Humble Strategy, High Rewards

From sleeping in the back of his truck between travels to meticulously saving up for each hunt, Kentucky turkey hunter Billy Barnett took the modest approach to harvesting a wild turkey from coast to coast.

David Gladkowski October 31, 20223 min read

Considered a dream of many turkey hunters, the NWTF’s U.S. Super Slam is the slam above all slams, requiring a harvest in all 49 states that the wild turkey inhabits, no doubt a trial of determination and persistence. Just over a dozen people have put their names on the board as Super Slam accomplishers, officially registering every bird in the NWTF’s Wild Turkey Records. Billy Barnett is the most recent entry on that revered list.

Barnett taught himself how to hunt turkeys when he was a teenager, but traveling the country in search of gobbles and adventure never occurred to him as a possibility.

“I never even dreamed I could do something like that,” Barnett said. “It just didn’t even seem real to me to go after anything like that.”

After kicking around the idea of pursuing the NWTF Grand Slam, Barnett decided it was time for some adventure. In the spring of 2016, he harvested the Florida Osceola, a Merriam’s in the Black Hills of South Dakota, a Kansas Rio Grande and an Eastern in his home state of Kentucky, as well as Tennessee and Alabama. The fire was lit.

“I was like, ‘You know, if I hunt the states around those states, maybe 50 years from now, I could get a U.S. [Super] Slam,’” Barnett said.

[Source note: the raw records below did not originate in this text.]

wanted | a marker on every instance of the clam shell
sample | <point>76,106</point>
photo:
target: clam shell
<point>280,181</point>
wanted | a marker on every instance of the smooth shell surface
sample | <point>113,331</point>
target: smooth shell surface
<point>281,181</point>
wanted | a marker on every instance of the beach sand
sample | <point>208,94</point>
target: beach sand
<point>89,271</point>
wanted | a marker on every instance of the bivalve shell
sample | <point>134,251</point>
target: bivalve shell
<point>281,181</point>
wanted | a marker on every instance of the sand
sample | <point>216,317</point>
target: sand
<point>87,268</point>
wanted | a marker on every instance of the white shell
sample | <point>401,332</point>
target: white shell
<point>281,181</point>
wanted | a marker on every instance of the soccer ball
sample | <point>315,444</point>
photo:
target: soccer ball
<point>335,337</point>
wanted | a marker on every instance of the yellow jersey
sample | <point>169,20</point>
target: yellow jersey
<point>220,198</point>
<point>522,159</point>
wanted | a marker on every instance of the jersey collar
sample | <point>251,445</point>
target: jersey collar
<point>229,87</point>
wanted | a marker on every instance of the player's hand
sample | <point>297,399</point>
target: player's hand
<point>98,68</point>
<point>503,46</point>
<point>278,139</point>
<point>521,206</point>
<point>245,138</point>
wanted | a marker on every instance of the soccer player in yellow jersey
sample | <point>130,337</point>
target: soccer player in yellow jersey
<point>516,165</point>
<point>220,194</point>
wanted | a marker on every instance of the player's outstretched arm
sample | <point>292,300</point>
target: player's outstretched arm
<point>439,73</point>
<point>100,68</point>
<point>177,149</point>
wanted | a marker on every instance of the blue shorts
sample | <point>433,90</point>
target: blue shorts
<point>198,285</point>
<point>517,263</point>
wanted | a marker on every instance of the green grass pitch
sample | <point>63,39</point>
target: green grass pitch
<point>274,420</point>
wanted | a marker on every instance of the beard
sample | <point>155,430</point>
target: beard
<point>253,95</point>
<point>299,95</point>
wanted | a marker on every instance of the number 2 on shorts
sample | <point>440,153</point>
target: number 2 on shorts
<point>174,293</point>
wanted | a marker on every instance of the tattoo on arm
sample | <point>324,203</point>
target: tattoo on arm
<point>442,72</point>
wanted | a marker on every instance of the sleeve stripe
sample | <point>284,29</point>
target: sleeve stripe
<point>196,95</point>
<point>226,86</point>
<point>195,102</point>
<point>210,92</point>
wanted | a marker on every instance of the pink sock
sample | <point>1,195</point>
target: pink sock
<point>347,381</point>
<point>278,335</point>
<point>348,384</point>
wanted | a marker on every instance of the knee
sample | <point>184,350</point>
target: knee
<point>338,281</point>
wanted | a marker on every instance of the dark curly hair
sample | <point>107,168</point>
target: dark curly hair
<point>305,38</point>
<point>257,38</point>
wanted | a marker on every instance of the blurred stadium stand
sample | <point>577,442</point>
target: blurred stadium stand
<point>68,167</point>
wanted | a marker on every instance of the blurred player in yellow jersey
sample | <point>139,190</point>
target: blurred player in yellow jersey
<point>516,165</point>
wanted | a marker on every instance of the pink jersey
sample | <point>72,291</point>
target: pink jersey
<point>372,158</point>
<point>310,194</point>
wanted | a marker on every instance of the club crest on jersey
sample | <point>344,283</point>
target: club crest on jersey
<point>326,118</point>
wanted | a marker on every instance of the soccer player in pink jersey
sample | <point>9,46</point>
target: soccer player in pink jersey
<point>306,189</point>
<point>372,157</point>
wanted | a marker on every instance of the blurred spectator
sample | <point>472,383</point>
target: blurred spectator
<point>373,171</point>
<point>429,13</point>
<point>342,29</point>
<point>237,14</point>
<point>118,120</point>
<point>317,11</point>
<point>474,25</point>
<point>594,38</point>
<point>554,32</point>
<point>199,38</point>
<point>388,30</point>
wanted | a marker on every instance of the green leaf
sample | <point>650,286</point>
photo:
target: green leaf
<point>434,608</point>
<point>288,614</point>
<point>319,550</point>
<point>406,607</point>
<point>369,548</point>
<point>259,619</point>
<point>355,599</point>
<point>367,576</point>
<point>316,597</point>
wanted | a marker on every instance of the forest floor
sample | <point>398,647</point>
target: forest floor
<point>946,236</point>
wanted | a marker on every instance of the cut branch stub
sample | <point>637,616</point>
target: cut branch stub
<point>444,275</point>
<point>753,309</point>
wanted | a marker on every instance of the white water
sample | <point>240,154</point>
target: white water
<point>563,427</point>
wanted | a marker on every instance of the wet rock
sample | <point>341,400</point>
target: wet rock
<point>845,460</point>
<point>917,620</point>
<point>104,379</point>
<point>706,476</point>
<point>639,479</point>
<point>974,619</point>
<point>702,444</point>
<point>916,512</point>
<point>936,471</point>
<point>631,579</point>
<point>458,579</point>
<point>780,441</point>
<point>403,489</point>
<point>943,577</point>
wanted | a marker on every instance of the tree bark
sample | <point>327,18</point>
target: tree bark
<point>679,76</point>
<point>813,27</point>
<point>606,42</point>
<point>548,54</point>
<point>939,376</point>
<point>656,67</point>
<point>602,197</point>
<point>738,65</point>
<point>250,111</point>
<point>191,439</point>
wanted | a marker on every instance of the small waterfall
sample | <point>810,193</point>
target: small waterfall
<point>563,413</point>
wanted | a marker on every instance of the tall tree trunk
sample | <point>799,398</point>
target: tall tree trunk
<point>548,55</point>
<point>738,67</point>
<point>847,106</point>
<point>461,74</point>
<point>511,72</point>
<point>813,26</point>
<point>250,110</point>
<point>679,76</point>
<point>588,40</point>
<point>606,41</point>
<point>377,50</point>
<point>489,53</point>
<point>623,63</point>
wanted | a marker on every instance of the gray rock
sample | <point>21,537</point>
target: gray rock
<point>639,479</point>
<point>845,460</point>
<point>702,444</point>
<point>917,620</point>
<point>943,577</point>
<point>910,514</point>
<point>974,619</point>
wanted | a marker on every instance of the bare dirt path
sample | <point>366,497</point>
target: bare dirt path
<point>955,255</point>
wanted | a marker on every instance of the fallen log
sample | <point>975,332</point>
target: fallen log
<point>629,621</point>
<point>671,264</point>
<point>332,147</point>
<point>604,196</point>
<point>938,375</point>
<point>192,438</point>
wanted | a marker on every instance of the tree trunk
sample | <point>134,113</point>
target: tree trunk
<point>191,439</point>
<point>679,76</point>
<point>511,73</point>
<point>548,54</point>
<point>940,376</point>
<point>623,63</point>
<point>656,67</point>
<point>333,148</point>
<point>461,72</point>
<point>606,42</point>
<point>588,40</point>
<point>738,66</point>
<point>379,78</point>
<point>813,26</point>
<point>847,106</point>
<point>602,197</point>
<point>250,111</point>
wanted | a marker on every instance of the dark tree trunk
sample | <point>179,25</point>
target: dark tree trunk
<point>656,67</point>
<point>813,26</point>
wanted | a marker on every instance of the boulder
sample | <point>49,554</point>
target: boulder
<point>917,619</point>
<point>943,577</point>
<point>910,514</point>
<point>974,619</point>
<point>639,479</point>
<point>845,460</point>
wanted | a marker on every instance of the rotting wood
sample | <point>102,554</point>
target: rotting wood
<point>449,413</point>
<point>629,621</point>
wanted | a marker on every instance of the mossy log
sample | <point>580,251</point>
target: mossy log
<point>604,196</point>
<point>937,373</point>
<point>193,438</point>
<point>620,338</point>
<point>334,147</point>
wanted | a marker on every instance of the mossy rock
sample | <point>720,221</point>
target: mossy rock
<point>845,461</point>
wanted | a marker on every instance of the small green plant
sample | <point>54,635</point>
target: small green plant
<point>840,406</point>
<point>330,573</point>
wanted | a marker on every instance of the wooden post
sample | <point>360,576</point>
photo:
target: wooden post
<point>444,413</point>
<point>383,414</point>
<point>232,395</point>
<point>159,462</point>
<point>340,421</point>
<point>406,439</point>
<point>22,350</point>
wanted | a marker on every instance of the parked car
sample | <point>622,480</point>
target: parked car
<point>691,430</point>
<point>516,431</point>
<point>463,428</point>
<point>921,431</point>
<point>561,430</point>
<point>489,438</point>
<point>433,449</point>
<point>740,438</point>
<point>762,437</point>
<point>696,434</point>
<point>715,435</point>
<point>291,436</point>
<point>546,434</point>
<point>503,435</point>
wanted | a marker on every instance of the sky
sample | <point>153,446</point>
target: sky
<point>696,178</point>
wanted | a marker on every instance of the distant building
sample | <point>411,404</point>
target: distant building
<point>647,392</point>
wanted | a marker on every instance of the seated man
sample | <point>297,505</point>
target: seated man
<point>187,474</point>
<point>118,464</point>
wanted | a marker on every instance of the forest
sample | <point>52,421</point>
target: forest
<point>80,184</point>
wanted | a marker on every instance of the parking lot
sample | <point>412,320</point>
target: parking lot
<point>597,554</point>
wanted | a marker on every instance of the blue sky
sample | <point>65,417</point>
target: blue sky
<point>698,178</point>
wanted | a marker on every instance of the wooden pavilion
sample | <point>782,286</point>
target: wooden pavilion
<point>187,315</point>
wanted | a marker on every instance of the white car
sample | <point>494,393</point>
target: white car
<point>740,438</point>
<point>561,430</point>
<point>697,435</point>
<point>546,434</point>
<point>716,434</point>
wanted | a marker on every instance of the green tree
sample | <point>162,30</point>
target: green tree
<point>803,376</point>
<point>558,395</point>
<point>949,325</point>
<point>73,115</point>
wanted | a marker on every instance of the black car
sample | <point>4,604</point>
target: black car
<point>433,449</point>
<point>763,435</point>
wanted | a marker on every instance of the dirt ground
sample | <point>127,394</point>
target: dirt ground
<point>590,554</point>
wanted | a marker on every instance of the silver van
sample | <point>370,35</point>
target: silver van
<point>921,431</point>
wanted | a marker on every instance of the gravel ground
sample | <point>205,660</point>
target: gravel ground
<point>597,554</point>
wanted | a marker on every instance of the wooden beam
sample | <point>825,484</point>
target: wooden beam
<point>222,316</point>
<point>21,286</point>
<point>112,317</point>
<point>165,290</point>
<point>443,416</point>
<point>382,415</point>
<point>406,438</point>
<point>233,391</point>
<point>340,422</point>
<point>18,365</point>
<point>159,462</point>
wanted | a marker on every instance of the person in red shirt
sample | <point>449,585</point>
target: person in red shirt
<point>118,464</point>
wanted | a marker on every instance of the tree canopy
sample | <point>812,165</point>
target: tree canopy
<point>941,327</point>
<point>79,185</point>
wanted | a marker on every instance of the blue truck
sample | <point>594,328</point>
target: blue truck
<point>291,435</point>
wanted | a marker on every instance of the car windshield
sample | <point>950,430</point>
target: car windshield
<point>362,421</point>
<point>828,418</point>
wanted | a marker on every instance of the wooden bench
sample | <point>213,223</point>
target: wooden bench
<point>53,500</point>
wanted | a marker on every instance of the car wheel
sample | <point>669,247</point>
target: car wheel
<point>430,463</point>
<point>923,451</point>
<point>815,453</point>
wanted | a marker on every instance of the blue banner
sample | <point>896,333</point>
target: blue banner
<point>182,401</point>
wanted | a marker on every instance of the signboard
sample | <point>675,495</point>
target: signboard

Barnett, a lineman for a local electric company in Kentucky, would begin diligently planning out each of his spring adventures while taking the frugal approach – meticulously saving funds, sleeping in the back of his truck with an air mattress, often hunting public land, packing a cooler full of food and hitting the open road with his Benelli Super Black Eagle II, a couple decoys and a box call.

“I would make envelopes and write the state’s name on the envelope,” Barnett said. “I would find out how much it would cost for the state’s hunting license, how much it would be for travel and how many miles it was from my hometown to the particular area I was going to hunt. I would start saving up money and putting it in each envelope, and whenever I had enough money in there built up, I would put an ‘X’ across it. By the time turkey season came around, I had all my money saved up for each state.”

In 2017, Barnett’s second year pursuing the Super Slam, he harvested birds in Oklahoma, Texas, Arkansas, Mississippi, Virginia, Indiana and Michigan.

“That second year is when I thought to myself, ‘Maybe this really is possible,’ and I kind of got obsessed with it,” Barnett said. “As soon as that season was over, I was already planning for my next season.”

Year after year, from his Grand Slam in 2016 to 2022, Barnett saved up money and vacation days throughout the summer, fall and winter and spent months researching where he was going to hunt.

“I would look at a state’s harvest numbers and see what county would have the highest harvest rate and then look for public land in that county,” Barnett said. “I would always have backups, too, ‘cause you never know what you’re going to get into or what it’s going to look like when you get there.”

The cross-continental hunter also utilized the kindness of strangers, often using mapping apps and asking landowners for permission to hunt.

“I’ve knocked on doors to ask for permission, and when you tell someone you’re trying to shoot a bird in every state, it shocks them,” Barnett said. “They’re like, ‘Are you kidding me?’ They’ll say, ‘Yeah, hopefully you can get your bird here; you are more than welcome to hunt our property,’ so that kind of helped me as well.”

Barnett’s 2022 hunt in Nevada was the 49th state and the conclusion to what he once thought was only a dream.

“Anybody can do it,” Barnett said. “I really believe that. Even if you don’t, just enjoy the hunt. It’s a good excuse to get to go hunt more. There’s a lot of those places I would never have gone to if it wasn’t for this, and I am thankful for that.”